FIG 1 Comparison of de novo clustering algorithms. Plot of MCC (A), number of OTUs (B), and execution times (C) for the comparison of de novo clustering algorithms when applied to four natural and two synthetic data sets. The first three columns of each panel contain the results of clustering the data sets: (i) seeding the algorithm with one sequence per OTU and allowing the algorithm to proceed until the MCC value no longer changed, (ii) seeding the algorithm with one sequence per OTU and allowing the algorithm to proceed until the MCC changed by less than 0.0001, and (iii) seeding the algorithm with all of the sequences in one OTU and allowing the algorithm to proceed until the MCC value no longer changed. The human data set could not be clustered by the average neighbor, Sumaclust, USEARCH, or OTUCLUST with less than 45 GB of RAM or 50 h of execution time. The median from 10 reorderings of the data is presented for each method and data set. The range of observed values is indicated by the error bars, which are typically smaller than the plotting symbol.

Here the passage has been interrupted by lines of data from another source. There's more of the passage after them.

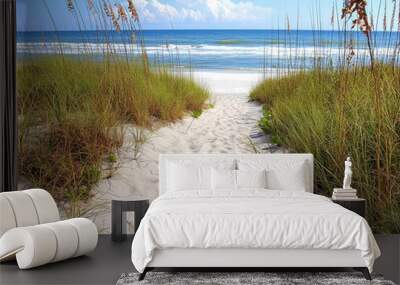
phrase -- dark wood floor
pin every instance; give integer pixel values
(110, 260)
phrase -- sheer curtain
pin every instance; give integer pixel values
(8, 119)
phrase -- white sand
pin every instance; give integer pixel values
(222, 129)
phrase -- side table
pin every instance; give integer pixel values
(356, 205)
(118, 216)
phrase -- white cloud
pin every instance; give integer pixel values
(241, 11)
(201, 11)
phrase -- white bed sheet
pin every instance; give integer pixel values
(253, 218)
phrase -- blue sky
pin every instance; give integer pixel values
(195, 14)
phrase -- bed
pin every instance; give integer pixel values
(247, 211)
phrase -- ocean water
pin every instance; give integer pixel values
(216, 49)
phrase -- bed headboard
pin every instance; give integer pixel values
(213, 159)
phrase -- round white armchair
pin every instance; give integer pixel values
(31, 230)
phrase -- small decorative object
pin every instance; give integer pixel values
(347, 174)
(346, 193)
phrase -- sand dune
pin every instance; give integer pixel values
(225, 128)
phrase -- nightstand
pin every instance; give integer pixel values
(356, 205)
(118, 216)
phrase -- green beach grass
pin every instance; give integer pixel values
(335, 113)
(72, 113)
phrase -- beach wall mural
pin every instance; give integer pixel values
(105, 86)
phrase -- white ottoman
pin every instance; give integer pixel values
(31, 232)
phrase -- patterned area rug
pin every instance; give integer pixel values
(244, 278)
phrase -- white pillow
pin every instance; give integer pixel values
(183, 178)
(281, 174)
(223, 179)
(251, 178)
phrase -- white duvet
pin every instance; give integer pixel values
(250, 219)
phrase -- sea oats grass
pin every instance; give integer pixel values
(72, 109)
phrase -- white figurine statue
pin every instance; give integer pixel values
(347, 174)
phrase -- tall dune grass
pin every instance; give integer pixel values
(72, 110)
(349, 109)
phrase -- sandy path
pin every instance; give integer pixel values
(222, 129)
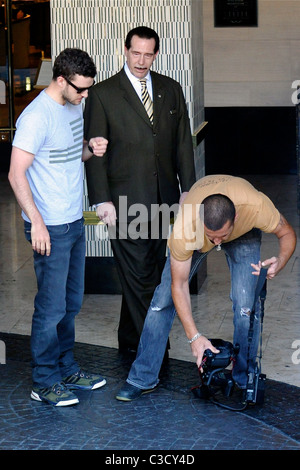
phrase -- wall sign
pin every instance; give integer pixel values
(235, 13)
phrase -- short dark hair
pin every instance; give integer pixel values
(145, 33)
(218, 209)
(71, 62)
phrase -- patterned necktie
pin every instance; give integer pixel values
(147, 102)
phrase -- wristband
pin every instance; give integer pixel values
(194, 338)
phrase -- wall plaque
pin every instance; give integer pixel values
(235, 13)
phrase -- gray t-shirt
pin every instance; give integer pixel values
(53, 133)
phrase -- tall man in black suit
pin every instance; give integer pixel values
(148, 161)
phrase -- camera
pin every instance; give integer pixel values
(214, 375)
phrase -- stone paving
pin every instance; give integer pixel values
(171, 418)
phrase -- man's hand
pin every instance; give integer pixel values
(107, 213)
(273, 267)
(40, 239)
(199, 346)
(99, 145)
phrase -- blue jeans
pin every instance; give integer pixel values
(240, 253)
(60, 282)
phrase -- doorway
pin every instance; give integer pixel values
(24, 44)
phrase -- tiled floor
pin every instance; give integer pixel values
(171, 418)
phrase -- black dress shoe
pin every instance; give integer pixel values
(130, 392)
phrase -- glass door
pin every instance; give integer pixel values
(24, 43)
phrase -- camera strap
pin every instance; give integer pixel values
(260, 293)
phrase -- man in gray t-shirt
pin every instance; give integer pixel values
(47, 178)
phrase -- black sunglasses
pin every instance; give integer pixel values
(79, 90)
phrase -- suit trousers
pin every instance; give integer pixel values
(140, 262)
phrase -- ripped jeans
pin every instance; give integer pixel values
(240, 253)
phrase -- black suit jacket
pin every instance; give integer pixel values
(145, 163)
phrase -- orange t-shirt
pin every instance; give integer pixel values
(253, 208)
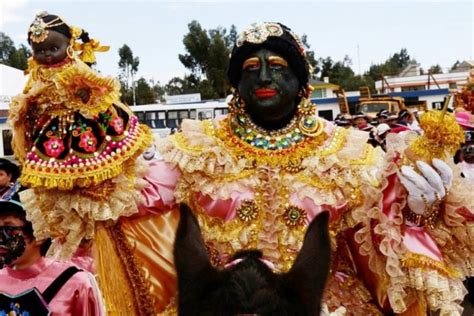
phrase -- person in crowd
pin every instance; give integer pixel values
(382, 116)
(257, 177)
(343, 120)
(76, 142)
(9, 172)
(400, 123)
(382, 131)
(31, 284)
(361, 121)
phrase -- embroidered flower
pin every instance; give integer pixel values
(54, 147)
(117, 123)
(88, 142)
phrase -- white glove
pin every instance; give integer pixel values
(428, 187)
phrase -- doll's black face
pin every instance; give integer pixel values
(52, 50)
(269, 88)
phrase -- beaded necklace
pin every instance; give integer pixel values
(286, 147)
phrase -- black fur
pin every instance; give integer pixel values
(250, 287)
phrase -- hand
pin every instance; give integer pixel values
(428, 187)
(84, 94)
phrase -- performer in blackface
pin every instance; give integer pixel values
(77, 144)
(401, 227)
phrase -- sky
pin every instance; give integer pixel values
(369, 32)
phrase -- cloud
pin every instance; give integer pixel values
(9, 11)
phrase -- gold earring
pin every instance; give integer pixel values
(237, 104)
(70, 52)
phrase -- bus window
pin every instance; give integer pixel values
(205, 114)
(160, 122)
(7, 142)
(183, 115)
(150, 119)
(221, 111)
(141, 117)
(172, 121)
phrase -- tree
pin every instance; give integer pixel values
(231, 38)
(129, 67)
(455, 65)
(313, 63)
(392, 66)
(11, 56)
(435, 69)
(207, 56)
(326, 66)
(144, 92)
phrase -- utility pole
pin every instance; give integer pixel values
(358, 59)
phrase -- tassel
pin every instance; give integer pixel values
(112, 277)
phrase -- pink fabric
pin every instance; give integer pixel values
(417, 240)
(83, 258)
(312, 209)
(78, 297)
(159, 194)
(224, 209)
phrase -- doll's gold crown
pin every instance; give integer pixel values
(39, 28)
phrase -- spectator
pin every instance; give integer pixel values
(9, 172)
(361, 121)
(381, 134)
(31, 284)
(382, 116)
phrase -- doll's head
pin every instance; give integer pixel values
(52, 39)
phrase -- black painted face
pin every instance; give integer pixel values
(12, 244)
(269, 88)
(52, 50)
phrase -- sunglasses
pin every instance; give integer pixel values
(7, 232)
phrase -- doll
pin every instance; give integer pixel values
(76, 142)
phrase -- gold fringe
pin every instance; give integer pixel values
(414, 260)
(79, 75)
(441, 135)
(112, 278)
(121, 281)
(68, 178)
(417, 308)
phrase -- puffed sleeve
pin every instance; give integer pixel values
(158, 195)
(87, 298)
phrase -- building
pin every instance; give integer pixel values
(411, 79)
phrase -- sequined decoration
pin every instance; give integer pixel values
(39, 28)
(213, 255)
(258, 33)
(294, 216)
(248, 211)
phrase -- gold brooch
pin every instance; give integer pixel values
(294, 216)
(39, 28)
(258, 33)
(248, 210)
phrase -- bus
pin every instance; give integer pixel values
(164, 119)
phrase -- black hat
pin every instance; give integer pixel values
(10, 200)
(469, 136)
(275, 37)
(383, 113)
(10, 168)
(403, 113)
(360, 115)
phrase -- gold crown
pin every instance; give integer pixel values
(39, 28)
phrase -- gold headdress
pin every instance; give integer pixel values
(39, 28)
(39, 32)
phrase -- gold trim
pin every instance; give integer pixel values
(414, 260)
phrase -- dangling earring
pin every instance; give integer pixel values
(236, 104)
(70, 52)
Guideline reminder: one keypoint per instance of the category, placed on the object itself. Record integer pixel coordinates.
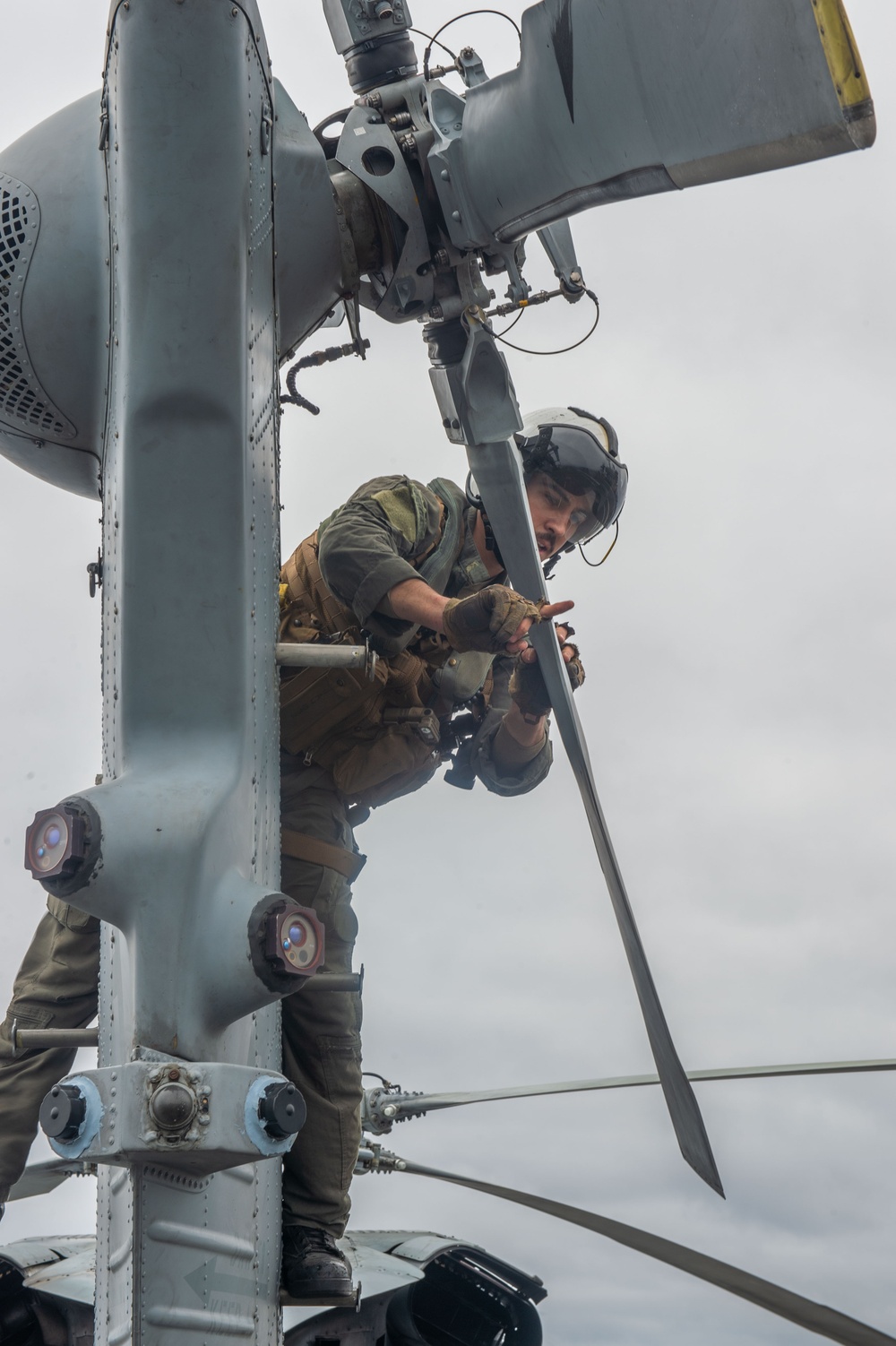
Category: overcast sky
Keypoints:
(739, 705)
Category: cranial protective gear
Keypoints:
(580, 453)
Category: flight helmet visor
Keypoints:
(580, 453)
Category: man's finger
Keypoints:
(556, 608)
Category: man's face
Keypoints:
(556, 513)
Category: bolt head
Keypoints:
(172, 1107)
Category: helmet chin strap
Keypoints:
(491, 541)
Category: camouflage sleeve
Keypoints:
(370, 544)
(504, 777)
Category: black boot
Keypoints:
(313, 1265)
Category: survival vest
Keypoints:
(381, 738)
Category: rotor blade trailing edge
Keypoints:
(627, 99)
(39, 1179)
(498, 472)
(416, 1105)
(764, 1294)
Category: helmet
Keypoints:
(580, 453)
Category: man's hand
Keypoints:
(498, 616)
(495, 621)
(528, 686)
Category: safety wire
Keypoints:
(466, 15)
(563, 350)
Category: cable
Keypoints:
(596, 565)
(466, 15)
(564, 349)
(498, 335)
(432, 42)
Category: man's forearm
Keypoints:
(415, 600)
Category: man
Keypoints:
(418, 571)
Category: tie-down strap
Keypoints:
(300, 847)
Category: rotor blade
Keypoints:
(38, 1179)
(415, 1105)
(498, 472)
(764, 1294)
(630, 97)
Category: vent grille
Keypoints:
(22, 399)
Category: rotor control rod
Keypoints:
(43, 1040)
(308, 656)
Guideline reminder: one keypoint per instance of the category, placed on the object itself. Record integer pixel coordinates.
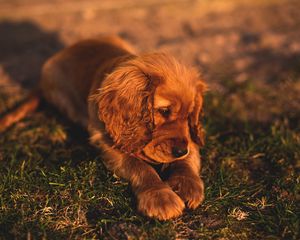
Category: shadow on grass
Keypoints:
(24, 46)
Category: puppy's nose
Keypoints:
(179, 152)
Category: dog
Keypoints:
(143, 111)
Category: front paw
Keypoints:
(161, 203)
(190, 189)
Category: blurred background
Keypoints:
(236, 44)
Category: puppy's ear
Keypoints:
(196, 129)
(125, 106)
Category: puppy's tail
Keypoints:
(23, 109)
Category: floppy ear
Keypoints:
(196, 130)
(125, 106)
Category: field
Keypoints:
(53, 184)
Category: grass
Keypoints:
(53, 185)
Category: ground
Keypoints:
(52, 182)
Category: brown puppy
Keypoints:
(141, 110)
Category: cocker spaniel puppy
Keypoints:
(142, 111)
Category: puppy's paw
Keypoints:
(160, 203)
(190, 189)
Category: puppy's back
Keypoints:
(68, 76)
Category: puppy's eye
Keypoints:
(165, 112)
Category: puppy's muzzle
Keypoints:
(180, 148)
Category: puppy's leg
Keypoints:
(184, 179)
(155, 198)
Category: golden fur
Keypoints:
(141, 110)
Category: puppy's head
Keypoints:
(150, 106)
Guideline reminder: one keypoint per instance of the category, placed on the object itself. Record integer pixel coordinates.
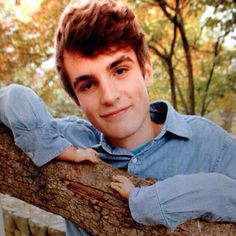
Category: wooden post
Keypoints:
(2, 231)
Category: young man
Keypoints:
(102, 60)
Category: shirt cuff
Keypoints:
(145, 207)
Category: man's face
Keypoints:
(111, 90)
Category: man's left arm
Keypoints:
(210, 196)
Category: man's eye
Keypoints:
(121, 70)
(87, 86)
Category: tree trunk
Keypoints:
(82, 194)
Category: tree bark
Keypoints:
(81, 193)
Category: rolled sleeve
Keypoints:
(145, 206)
(171, 202)
(42, 144)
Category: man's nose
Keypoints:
(109, 92)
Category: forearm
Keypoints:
(177, 199)
(34, 129)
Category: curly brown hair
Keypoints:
(91, 27)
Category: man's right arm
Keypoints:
(35, 131)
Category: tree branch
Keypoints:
(82, 194)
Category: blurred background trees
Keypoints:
(192, 45)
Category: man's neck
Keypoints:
(144, 135)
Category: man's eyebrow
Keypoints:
(119, 60)
(81, 78)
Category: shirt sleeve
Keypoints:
(210, 196)
(34, 129)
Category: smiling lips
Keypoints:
(116, 113)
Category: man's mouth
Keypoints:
(116, 113)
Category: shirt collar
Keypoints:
(163, 112)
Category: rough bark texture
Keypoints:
(82, 194)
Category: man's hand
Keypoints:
(77, 155)
(87, 155)
(122, 185)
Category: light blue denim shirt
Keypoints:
(193, 159)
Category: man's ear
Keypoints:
(148, 73)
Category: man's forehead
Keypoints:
(111, 52)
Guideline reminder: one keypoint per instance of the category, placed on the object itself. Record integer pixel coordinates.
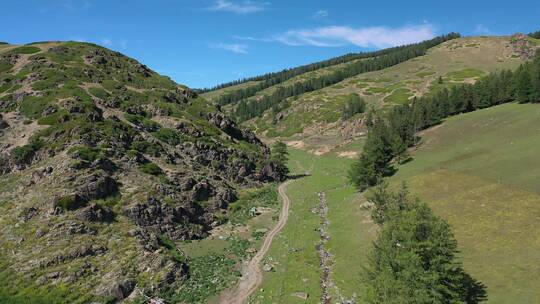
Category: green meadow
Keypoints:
(481, 172)
(293, 252)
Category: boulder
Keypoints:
(95, 213)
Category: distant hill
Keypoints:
(313, 119)
(104, 165)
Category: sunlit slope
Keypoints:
(481, 172)
(315, 117)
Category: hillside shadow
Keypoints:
(298, 176)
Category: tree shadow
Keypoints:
(474, 291)
(298, 176)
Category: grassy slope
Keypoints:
(317, 113)
(480, 172)
(477, 170)
(293, 251)
(213, 94)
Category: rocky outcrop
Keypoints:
(522, 46)
(95, 213)
(97, 185)
(177, 223)
(228, 126)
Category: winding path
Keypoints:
(252, 274)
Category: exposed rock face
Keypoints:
(162, 219)
(522, 46)
(95, 213)
(109, 164)
(96, 186)
(228, 126)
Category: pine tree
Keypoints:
(414, 257)
(280, 156)
(374, 162)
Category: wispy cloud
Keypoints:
(249, 38)
(67, 5)
(378, 37)
(480, 29)
(78, 39)
(232, 47)
(242, 8)
(320, 14)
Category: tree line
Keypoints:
(253, 108)
(271, 79)
(353, 105)
(414, 256)
(391, 135)
(535, 35)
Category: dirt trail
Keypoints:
(252, 274)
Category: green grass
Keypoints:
(464, 74)
(297, 262)
(304, 118)
(480, 172)
(151, 168)
(399, 96)
(25, 50)
(424, 74)
(240, 210)
(209, 274)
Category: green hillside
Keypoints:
(478, 170)
(313, 120)
(106, 170)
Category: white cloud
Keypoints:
(78, 39)
(245, 7)
(233, 47)
(378, 37)
(249, 38)
(320, 14)
(480, 29)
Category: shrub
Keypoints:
(70, 202)
(25, 50)
(24, 154)
(151, 168)
(85, 153)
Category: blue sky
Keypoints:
(206, 42)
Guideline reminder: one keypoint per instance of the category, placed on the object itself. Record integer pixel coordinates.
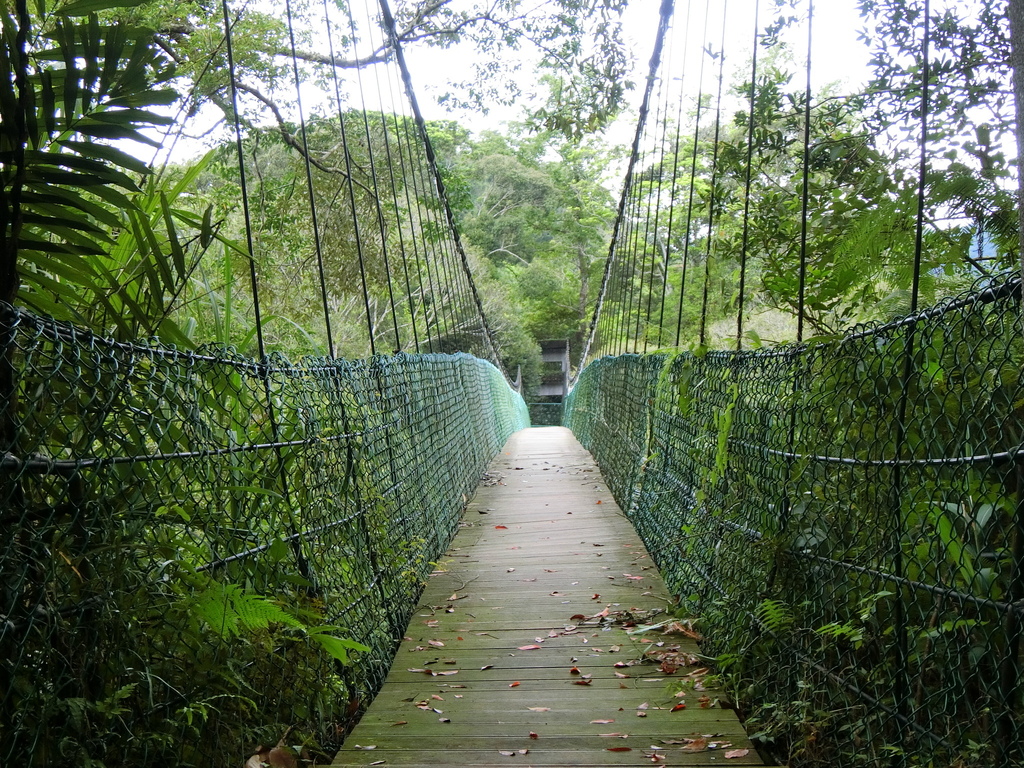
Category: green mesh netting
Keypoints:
(195, 543)
(846, 517)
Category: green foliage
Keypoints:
(840, 588)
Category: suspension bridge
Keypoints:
(728, 553)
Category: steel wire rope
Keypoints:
(372, 161)
(628, 266)
(636, 220)
(806, 179)
(394, 193)
(902, 682)
(665, 14)
(406, 172)
(663, 97)
(264, 375)
(431, 161)
(349, 182)
(314, 219)
(429, 244)
(714, 180)
(675, 172)
(693, 173)
(745, 238)
(640, 248)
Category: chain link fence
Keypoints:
(847, 519)
(203, 554)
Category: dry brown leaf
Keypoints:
(695, 744)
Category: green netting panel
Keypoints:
(847, 520)
(193, 540)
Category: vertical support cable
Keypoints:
(806, 172)
(693, 176)
(264, 374)
(432, 162)
(309, 180)
(378, 207)
(902, 686)
(714, 182)
(655, 58)
(747, 182)
(675, 175)
(350, 183)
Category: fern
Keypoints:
(774, 615)
(227, 609)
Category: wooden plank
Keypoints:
(497, 648)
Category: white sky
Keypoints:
(837, 56)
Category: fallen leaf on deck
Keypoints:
(696, 744)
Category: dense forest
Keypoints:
(143, 251)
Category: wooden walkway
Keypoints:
(520, 651)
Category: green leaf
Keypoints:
(84, 7)
(336, 646)
(108, 154)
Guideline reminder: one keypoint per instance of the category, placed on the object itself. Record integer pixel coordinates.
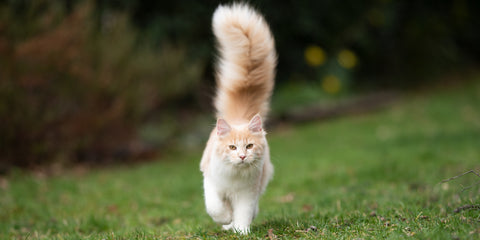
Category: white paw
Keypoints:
(222, 218)
(228, 226)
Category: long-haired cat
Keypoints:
(236, 161)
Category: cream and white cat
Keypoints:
(236, 161)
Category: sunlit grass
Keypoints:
(372, 176)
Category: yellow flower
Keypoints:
(347, 59)
(315, 56)
(331, 84)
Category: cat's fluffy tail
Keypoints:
(246, 65)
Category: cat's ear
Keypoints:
(255, 124)
(222, 127)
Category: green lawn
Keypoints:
(364, 177)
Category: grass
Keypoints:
(364, 177)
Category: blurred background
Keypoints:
(98, 82)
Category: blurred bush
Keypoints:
(74, 91)
(82, 80)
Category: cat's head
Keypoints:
(243, 144)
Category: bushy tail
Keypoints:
(246, 66)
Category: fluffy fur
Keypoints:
(236, 161)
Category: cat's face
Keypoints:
(241, 145)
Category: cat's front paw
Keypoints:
(227, 227)
(223, 218)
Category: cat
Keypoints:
(236, 162)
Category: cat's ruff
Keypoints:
(236, 161)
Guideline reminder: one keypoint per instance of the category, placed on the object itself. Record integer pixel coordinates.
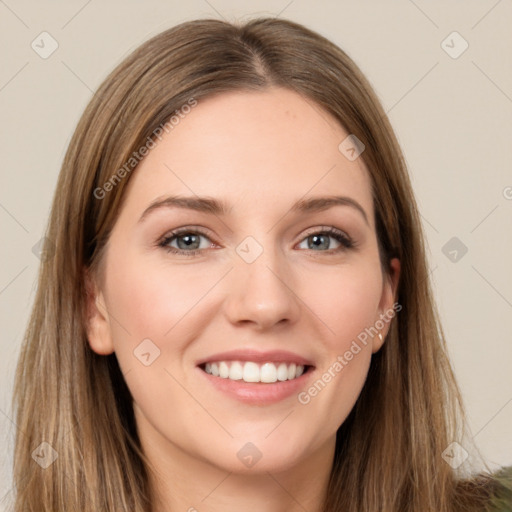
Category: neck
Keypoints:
(181, 481)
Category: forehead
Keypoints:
(269, 147)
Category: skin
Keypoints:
(260, 152)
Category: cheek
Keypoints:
(153, 300)
(345, 299)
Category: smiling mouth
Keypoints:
(252, 372)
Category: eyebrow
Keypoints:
(218, 207)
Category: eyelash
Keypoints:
(339, 236)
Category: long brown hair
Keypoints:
(389, 450)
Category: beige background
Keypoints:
(452, 117)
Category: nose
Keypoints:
(261, 293)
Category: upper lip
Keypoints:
(277, 356)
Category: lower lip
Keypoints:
(258, 393)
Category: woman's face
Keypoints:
(264, 276)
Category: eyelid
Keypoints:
(346, 242)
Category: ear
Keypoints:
(97, 320)
(387, 308)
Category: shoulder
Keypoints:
(485, 492)
(501, 494)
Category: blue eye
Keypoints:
(190, 242)
(187, 242)
(320, 241)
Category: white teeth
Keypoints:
(250, 371)
(268, 373)
(223, 370)
(282, 372)
(236, 371)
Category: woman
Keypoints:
(238, 313)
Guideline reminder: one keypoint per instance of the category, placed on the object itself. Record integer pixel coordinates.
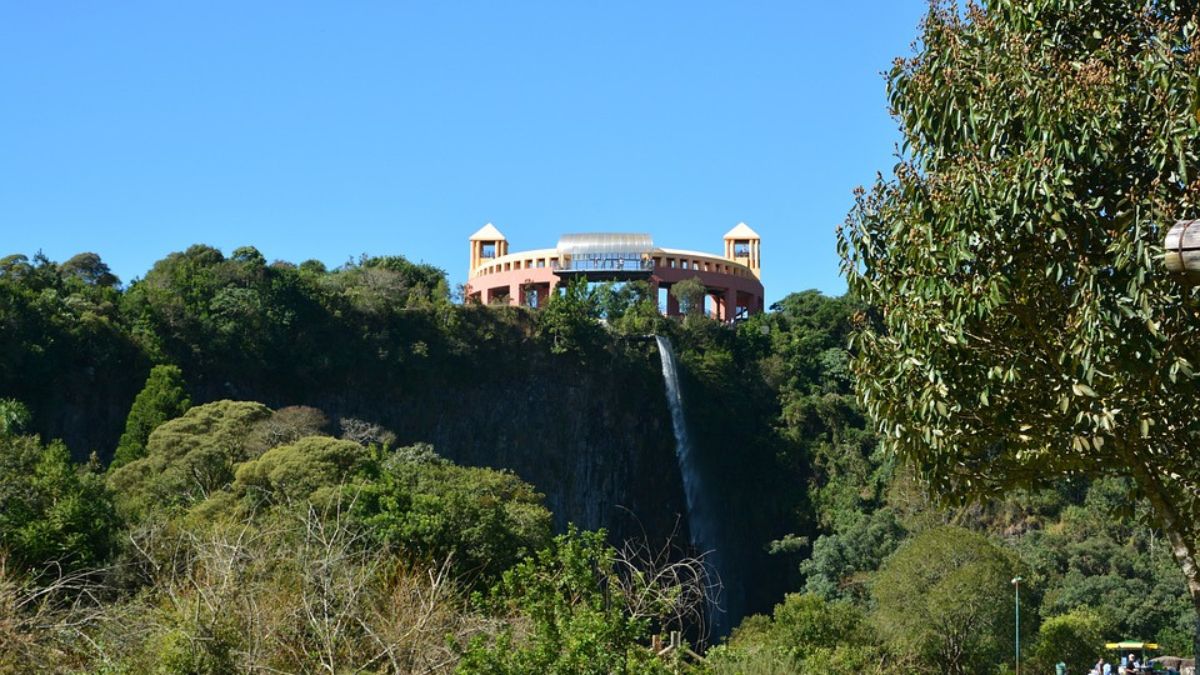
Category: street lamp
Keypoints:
(1017, 635)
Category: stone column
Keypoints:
(731, 305)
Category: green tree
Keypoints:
(945, 599)
(483, 520)
(13, 417)
(187, 458)
(161, 399)
(690, 296)
(51, 509)
(805, 632)
(576, 623)
(570, 318)
(1020, 327)
(1075, 639)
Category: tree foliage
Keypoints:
(945, 597)
(1021, 327)
(576, 623)
(187, 459)
(162, 398)
(52, 512)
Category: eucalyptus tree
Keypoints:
(1023, 328)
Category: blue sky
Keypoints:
(325, 130)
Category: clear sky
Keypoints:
(325, 130)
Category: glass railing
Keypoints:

FIG 2 OptiClust performance. Average execution time (A) and memory usage (B) required to cluster the four natural data sets. The confidence intervals indicate the range between the minimum and maximum values. The y axis is scaled by the square root to demonstrate the relationship between the time and memory requirements relative to the number of unique sequences squared.
FIG 3 Effects of taxonomically splitting the data sets on clustering quality. The data sets were split at each taxonomic level based on their classification using a naive Bayesian classifier and clustered using average neighbor, VSEARCH-based DGC, and OptiClust.